Wirtschaft
Der Dollar steht nach den Äußerungen von Fed-Chef Bernanke unter Abgabedruck.
Der Dollar steht nach den Äußerungen von Fed-Chef Bernanke unter Abgabedruck.(Foto: picture alliance / dpa)

Nach den Straffungs-Fantasien: Euro bleibt oberhalb von 1,30

Die weiterhin rotierenden Notenpressen sorgen weltweit für Kauflaune bei den Händlern. Allerdings versetzt die Ankündigung von Fed-Chef Ben Bernanke dem Dollar einen Hieb. Im Gegenzug gewinnt der Euro an Stärke. Im Tagesverlauf bröckelt die Gemeinschaftswährung aber wieder.
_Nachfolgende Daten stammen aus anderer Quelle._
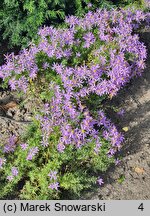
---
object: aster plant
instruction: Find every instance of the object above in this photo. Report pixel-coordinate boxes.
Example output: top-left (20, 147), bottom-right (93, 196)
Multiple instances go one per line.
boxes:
top-left (0, 9), bottom-right (148, 199)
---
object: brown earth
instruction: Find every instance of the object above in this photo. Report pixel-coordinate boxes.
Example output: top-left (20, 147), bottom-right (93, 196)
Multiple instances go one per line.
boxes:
top-left (83, 31), bottom-right (150, 200)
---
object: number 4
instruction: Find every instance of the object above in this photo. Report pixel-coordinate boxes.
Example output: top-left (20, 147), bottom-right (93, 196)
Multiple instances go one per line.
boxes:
top-left (138, 203), bottom-right (144, 211)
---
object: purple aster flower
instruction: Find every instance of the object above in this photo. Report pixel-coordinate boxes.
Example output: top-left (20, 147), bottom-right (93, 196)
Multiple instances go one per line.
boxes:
top-left (43, 62), bottom-right (49, 70)
top-left (26, 147), bottom-right (39, 160)
top-left (7, 176), bottom-right (14, 182)
top-left (0, 158), bottom-right (6, 169)
top-left (8, 78), bottom-right (17, 90)
top-left (20, 143), bottom-right (28, 151)
top-left (97, 178), bottom-right (104, 186)
top-left (57, 143), bottom-right (65, 153)
top-left (87, 3), bottom-right (92, 8)
top-left (115, 158), bottom-right (121, 166)
top-left (83, 32), bottom-right (95, 48)
top-left (48, 171), bottom-right (57, 180)
top-left (11, 167), bottom-right (18, 176)
top-left (117, 109), bottom-right (125, 116)
top-left (3, 135), bottom-right (17, 153)
top-left (48, 182), bottom-right (59, 190)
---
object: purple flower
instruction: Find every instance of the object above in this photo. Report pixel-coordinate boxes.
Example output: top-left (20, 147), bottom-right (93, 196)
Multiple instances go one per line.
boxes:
top-left (115, 158), bottom-right (121, 166)
top-left (87, 3), bottom-right (92, 8)
top-left (0, 158), bottom-right (6, 169)
top-left (26, 147), bottom-right (39, 160)
top-left (7, 176), bottom-right (14, 182)
top-left (117, 109), bottom-right (125, 116)
top-left (20, 143), bottom-right (28, 151)
top-left (57, 143), bottom-right (65, 153)
top-left (83, 32), bottom-right (95, 48)
top-left (48, 171), bottom-right (57, 180)
top-left (97, 178), bottom-right (104, 186)
top-left (11, 167), bottom-right (18, 176)
top-left (48, 182), bottom-right (59, 190)
top-left (3, 135), bottom-right (17, 153)
top-left (43, 62), bottom-right (49, 70)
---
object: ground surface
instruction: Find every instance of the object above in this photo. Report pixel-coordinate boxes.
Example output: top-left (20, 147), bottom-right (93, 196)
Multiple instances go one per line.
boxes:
top-left (84, 29), bottom-right (150, 200)
top-left (0, 29), bottom-right (150, 200)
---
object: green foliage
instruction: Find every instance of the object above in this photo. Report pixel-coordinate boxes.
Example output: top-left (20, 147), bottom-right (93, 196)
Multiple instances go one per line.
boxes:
top-left (0, 0), bottom-right (65, 46)
top-left (0, 120), bottom-right (114, 200)
top-left (0, 0), bottom-right (144, 47)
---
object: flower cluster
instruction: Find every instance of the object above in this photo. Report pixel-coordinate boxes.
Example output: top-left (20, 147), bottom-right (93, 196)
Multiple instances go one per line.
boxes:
top-left (7, 167), bottom-right (18, 181)
top-left (0, 8), bottom-right (147, 194)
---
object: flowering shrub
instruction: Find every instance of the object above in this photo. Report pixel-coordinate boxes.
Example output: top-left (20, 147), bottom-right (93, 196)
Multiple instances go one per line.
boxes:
top-left (0, 10), bottom-right (147, 199)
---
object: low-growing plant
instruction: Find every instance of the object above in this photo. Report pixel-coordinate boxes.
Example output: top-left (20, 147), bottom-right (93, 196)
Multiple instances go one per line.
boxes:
top-left (0, 0), bottom-right (146, 47)
top-left (0, 10), bottom-right (147, 199)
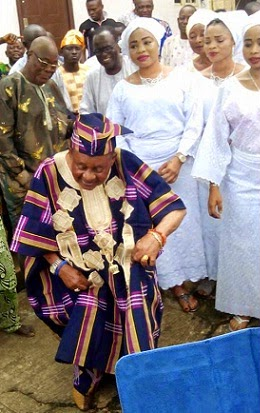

Nach einem Sprung im ersten Überschwang bis auf 1,32 Dollar ist die Gemeinschaftswährung wieder auf dem Weg zurück. Am Nachmittag kostete sie 1,3028 Dollar. Der Greenback rutschte zu einem Korb aus sechs Währungen um ein Prozent ab. Die geldpolitischen Straffungs-Fantasien hatten den Dollar seit Mitte Juni um rund fünf Prozent auf den höchsten Stand seit drei Jahren steigen lassen.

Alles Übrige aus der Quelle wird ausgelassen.